🗒️ Ben's Notes

Disks, Buffers, and Files

Relevant Materials #

Introduction #

Now that we’ve taken a look at how humans can interface with databases using SQL, let’s jump all the way down to the bottom and lay the foundations for how we can go from individual bytes to a fully functional database!

Before reading this section, review the page What is an I/O and why should I care? To reiterate the most important points from this section,

  • An I/O occurs when a page is transferred between disk and memory (either read or written).
  • Pages are always fetched in whole: it is impossible to read/write half of a page to memory.
  • For the purposes of this class, a “block” and a “page” on disk are considered the same thing.


Disks are physical devices good at storing a huge amount of data.
Files are stored on the disk and represent one table.
Databases are collections of one or more tables.
Pages are the basic building block of files. A file is generally made up of many pages.
Records represent single rows in the table. Many records can be stored on the same page.

When records from a database need to be accessed, they are copied from the disk to the buffer in memory one page at a time.

Devices #

Here’s the hierarchy of physical memory devices that modern computers use. The main tradeoff is price to speed: the devices higher up on the chart (like the cache) allow for far faster accesses, but are much more expensive to produce per unit of data compared to slow devices (like hard drives).


(Optional Context) The anatomy of a hard drive #

This section is taken from 61C. It’s not required knowledge for 186, but it helps develop an intuition for what types of access patterns are faster than others on the disk. The main takeaway: disks are really slow.

Hard drives are magnetic disks that contain tracks of data around a cylinder. HDD’s are generally good for sequential reading, but bad for random reads.


Disk Latency = Queueing Time + Controller Time + Seek Time + Rotation Time + Transfer Time

  • Queuing Time: amount of time it takes for the job to be taken off the OS queue
  • Controller Time: amount of time it takes for information to be sent to disk controller
  • Seek Time: amount of time it takes for the arm to position itself over the correct track
  • Rotation Time (rotational latency): amount of time it takes for the arm to rotate under the head (average is 1/2 a rotation)

Disk space management:

  • provides an API to read and write pages to device
  • Organizes bytes on disk into pages
  • Provides locality for the ‘next’ sequential page
  • Abstracts filesystem and device details

Files #

A Database file (DB FILE) is a collection of pages, which each contain a colection of records. Databases can span multiple machines and files in the filesystem (we’ll explore this idea more in Distributed Transactions.

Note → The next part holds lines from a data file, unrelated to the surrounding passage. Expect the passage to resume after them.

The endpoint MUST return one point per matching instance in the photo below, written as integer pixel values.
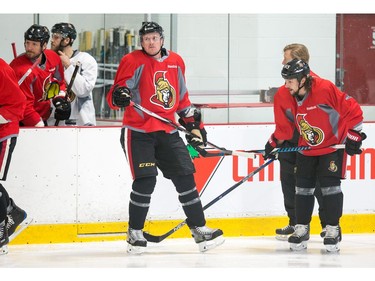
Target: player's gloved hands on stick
(195, 125)
(271, 144)
(121, 96)
(354, 142)
(62, 108)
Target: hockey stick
(295, 149)
(203, 152)
(156, 239)
(69, 89)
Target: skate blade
(333, 248)
(21, 228)
(209, 245)
(282, 237)
(135, 250)
(4, 250)
(298, 246)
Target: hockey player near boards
(44, 87)
(82, 104)
(12, 106)
(155, 78)
(324, 116)
(284, 104)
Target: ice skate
(15, 217)
(298, 240)
(136, 242)
(332, 238)
(207, 238)
(323, 232)
(283, 233)
(4, 240)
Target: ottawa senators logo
(51, 88)
(312, 135)
(332, 166)
(165, 94)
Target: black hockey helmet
(37, 33)
(295, 69)
(149, 27)
(65, 29)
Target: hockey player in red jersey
(284, 104)
(324, 116)
(12, 106)
(155, 78)
(46, 81)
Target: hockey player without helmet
(37, 33)
(150, 27)
(295, 69)
(65, 29)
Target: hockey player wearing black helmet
(152, 39)
(324, 116)
(82, 105)
(155, 77)
(46, 80)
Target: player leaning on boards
(283, 105)
(324, 116)
(12, 106)
(82, 105)
(155, 78)
(44, 87)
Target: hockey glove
(62, 108)
(195, 125)
(271, 144)
(354, 142)
(121, 96)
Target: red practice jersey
(12, 102)
(50, 70)
(322, 118)
(158, 85)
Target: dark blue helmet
(37, 33)
(150, 27)
(295, 69)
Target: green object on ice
(193, 153)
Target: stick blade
(152, 238)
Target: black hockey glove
(195, 125)
(62, 108)
(354, 142)
(271, 144)
(121, 96)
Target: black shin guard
(333, 204)
(140, 199)
(189, 199)
(304, 208)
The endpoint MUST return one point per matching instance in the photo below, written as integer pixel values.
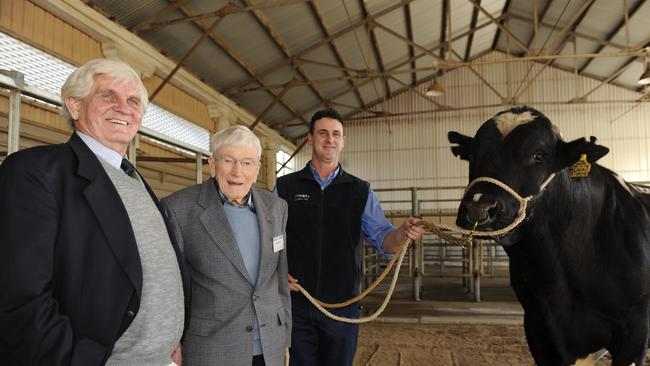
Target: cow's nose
(483, 211)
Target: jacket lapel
(265, 224)
(216, 224)
(111, 213)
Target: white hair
(236, 136)
(80, 83)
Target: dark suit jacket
(70, 273)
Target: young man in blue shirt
(330, 211)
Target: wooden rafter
(443, 28)
(577, 34)
(407, 41)
(495, 41)
(154, 17)
(409, 33)
(232, 9)
(572, 24)
(243, 64)
(375, 46)
(396, 67)
(499, 25)
(470, 38)
(279, 42)
(322, 42)
(204, 36)
(613, 33)
(337, 53)
(538, 20)
(577, 18)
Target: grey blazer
(224, 302)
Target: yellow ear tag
(581, 168)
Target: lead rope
(436, 230)
(322, 305)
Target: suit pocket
(281, 316)
(203, 327)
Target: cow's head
(521, 148)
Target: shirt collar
(224, 200)
(328, 180)
(109, 155)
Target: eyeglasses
(246, 164)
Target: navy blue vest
(324, 233)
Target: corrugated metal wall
(412, 150)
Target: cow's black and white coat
(580, 262)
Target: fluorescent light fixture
(435, 89)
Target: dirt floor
(447, 328)
(442, 345)
(402, 344)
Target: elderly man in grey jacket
(233, 238)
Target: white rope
(521, 213)
(379, 310)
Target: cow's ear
(570, 152)
(465, 144)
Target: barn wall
(42, 124)
(412, 150)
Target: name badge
(278, 243)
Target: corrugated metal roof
(350, 51)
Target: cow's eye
(539, 157)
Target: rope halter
(521, 214)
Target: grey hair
(236, 136)
(80, 83)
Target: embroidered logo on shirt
(301, 197)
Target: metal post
(476, 271)
(199, 168)
(13, 128)
(133, 146)
(417, 254)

There are two main types of files: heap files, which are unordered, and sorted files, in which records are sorted on a key. As you could imagine, sorted files add a significant amount of complexity in exchange for possibly faster runtimes. In general, range selections and lookups are faster in sorted files, while insertions, deletions, and updates are faster in heap files.

File Cost Analysis #

In order to make efficient queries, we need a measure of how good or fast a query is. Knowing that queries operate on records, which are stored on pages in a file on disk, we can use the following cost model for analysis:

  • $B$ = number of data blocks (pages) in file
  • $R$ = number of records per page
  • $D$ = average time to read or write disk page (i.e. cost of one I/O)

For analysis, we will use the following assumptions:

  • We are mostly concerned about the average case.
  • The workload is uniform random.
  • Inserts and deletes operate on single records.
  • Equality selections will have exactly one match.
  • Heap files always insert to the end of the file.
  • Sorted files are always sorted according to search key.
  • Packed files are compacted after deletions.

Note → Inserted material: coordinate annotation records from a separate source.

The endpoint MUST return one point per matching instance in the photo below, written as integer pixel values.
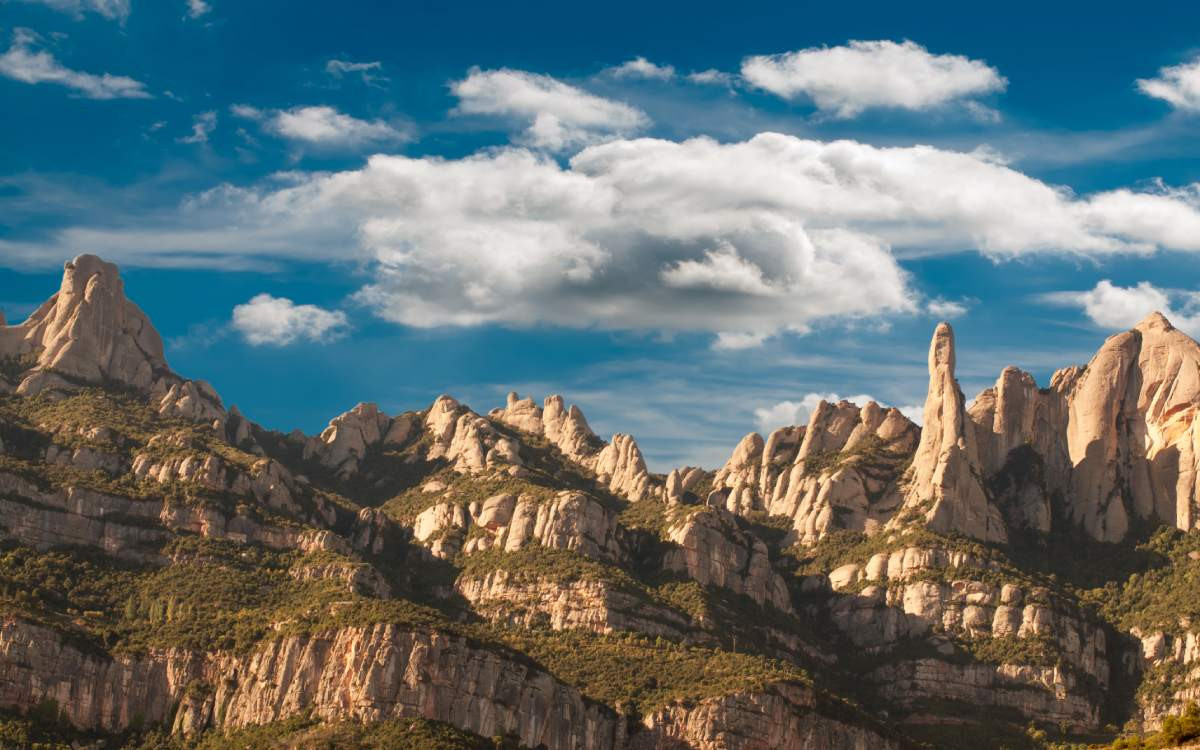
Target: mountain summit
(1015, 571)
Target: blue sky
(693, 220)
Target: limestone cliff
(945, 485)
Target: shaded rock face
(618, 465)
(781, 718)
(1103, 445)
(345, 443)
(839, 472)
(945, 485)
(363, 673)
(591, 605)
(570, 521)
(1164, 654)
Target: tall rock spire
(945, 486)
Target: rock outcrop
(839, 472)
(89, 333)
(345, 443)
(783, 717)
(598, 606)
(713, 551)
(618, 465)
(945, 485)
(361, 673)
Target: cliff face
(839, 472)
(167, 561)
(945, 485)
(364, 673)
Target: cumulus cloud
(113, 10)
(744, 239)
(945, 309)
(719, 270)
(712, 77)
(735, 341)
(789, 413)
(556, 115)
(279, 322)
(641, 67)
(323, 127)
(845, 81)
(1114, 307)
(202, 127)
(197, 7)
(370, 72)
(1177, 85)
(29, 65)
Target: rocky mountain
(1021, 571)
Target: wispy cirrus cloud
(1115, 307)
(324, 127)
(202, 127)
(24, 63)
(198, 7)
(113, 10)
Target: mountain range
(1020, 570)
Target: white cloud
(1114, 307)
(789, 413)
(202, 127)
(113, 10)
(735, 341)
(712, 77)
(323, 127)
(945, 309)
(197, 7)
(720, 270)
(1177, 85)
(25, 64)
(556, 115)
(845, 81)
(370, 72)
(275, 321)
(749, 239)
(641, 67)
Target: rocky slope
(1020, 569)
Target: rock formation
(169, 562)
(945, 485)
(838, 472)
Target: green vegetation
(41, 730)
(1176, 731)
(643, 673)
(1163, 593)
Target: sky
(694, 220)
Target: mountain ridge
(876, 576)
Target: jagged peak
(1155, 322)
(941, 348)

As an exercise, think about what might happen to the runtime if we try to remove each of these assumptions.

OperationHeap FileSorted FileExplanation
Scan all records$B*D$$B*D$Full scan = need to access every page in the file
Equality Search$B/2$ (average)$\log_2(B) * D$*Heap: on average, need to go through half the file
Sorted: Binary search runtime
Range Search$B*D$$(\log_2B + P)*D$Heap: no guarantee on location of elements in desired range
Sorted: binary search to find start of range; range is $P$ pages long
Insertion$2D$$(\log_2B + B) * D$Heap: read last page, then write page
Sorted: find location (binary search), then insert and shift rest of file
Deletion$(B/2 + 1) * D$$(\log_2 B + B) * D$Heap: need to find page first, then write it back (hence the +1)
Sorted: find location (binary search), then delete and shift rest of file

Heap File Implementation #

There are two approaches to actually implementing heap files.

Linked List #

The first is the linked list implementation, where we have two linked lists: one of full data pages, and one of pages that still have free space. To insert a value into the file, we can ignore all of the full pages and just traverse the free pages, stopping at the first page that has enough free space to support the insertion.

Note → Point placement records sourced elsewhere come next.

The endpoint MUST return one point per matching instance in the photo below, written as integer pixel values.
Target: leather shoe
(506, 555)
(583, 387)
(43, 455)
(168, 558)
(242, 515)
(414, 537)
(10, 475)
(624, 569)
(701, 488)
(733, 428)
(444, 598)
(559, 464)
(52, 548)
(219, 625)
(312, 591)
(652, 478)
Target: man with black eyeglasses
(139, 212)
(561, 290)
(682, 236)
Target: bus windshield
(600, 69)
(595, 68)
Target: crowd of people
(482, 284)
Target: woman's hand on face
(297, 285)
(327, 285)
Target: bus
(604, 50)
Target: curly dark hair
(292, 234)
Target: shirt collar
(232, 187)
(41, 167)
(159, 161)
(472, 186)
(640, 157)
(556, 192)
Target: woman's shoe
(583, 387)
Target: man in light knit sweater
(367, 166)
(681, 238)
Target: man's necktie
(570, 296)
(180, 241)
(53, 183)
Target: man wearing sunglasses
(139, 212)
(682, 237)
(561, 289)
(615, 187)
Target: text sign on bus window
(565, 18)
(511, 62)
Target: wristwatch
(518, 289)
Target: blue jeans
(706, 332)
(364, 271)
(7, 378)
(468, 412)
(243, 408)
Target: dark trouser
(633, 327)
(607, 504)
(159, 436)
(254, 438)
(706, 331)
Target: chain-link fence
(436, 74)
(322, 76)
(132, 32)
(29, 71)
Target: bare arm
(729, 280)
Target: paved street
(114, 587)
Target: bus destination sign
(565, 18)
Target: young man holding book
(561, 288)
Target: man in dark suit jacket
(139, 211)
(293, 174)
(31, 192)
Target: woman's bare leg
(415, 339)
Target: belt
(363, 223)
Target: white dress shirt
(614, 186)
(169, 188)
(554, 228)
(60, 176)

You can find a common problem relating to heap files in the Practice Problems section.

Page Directory #

The second type of heap file is a page directory implementation. Here, instead of a linked list of data pages, we’ll store a linked list of header pages: Each header page then contains a list of pointers to data pages, as well as a pointer to the next header page.

Sorted File Implementation #

Don’t worry too much about this. We’ll explore a better way of maintaining sorted order when we discuss index files in B+ Trees.

Records #

Fixed vs. Variable Records #

Fixed length records have a constant, known length. An example is integers, which always have 4 bytes.

  • Field types are the same for all records, so just store the type information in memory. Variables can be accessed in the same location every time.

Variable length records may change in size depending on the data that is stored. An example is text, which could be 0 or more characters long. Here’s how we implement them:

  • Move all variable length fields to the end of the record: Untitled
  • Create a header in the beginning to point to the end of variable length fields (compute beginning based on presence of other variables).

Data File Implementations #

So, how do we actually store the records inside data pages?

First, every data page needs a page header. This header includes metadata like free space, number of records, pointers, bitmaps, and a slot table for which parts of the file are empty.

If records are fixed length, we can pack them densely, which maximizes the amount of data we can store on each page.

  • We can easily append new records, but to delete, we would need to rearrange the records that come after the deleted record, which can get expensive.

We can also have unpacked fixed length records:


  • To do this, we will:
    • Keep a bitmap of free and empty slots in the header (one bit for each slot, rounded up to the nearest byte).
    • To add, find an empty slot in the bitmap and mark it as filled.
    • To delete, just flip the bitmap reference to 0. Don’t worry about modifying the data itself, since it’ll be overwritten eventually.

For variable length records, we use slotted page records:

  • Relocate the page header into the footer. (This will allow for the slot directory to be extended.)
  • In the footer, store pointers to free space containing the length and pointer to the next record.
  • This can be prone to fragmentation (will need to be addressed somehow).
  • This can also be used for fixed length records to handle null records

Calculating Record Size #

Records consist of atomic values like ints and chars. Typically, records also include pointers (depending on implementation) as well as variable length records.


For a standard record in a linked list, the following is required:

  • $N$ bytes for each variable, where $N$ is its size in the chart above
  • One 4-byte pointer in the header for every variable length record
  • If nullable, each non-primary key takes 1 bit in the bitmap. Make sure to round up to the nearest byte.
  • If using a slotted page implementation for variable length records, we’ll need 8 additional bytes in the header (free pointer, slot count) and 8 additional bytes in every record (record length, record pointer).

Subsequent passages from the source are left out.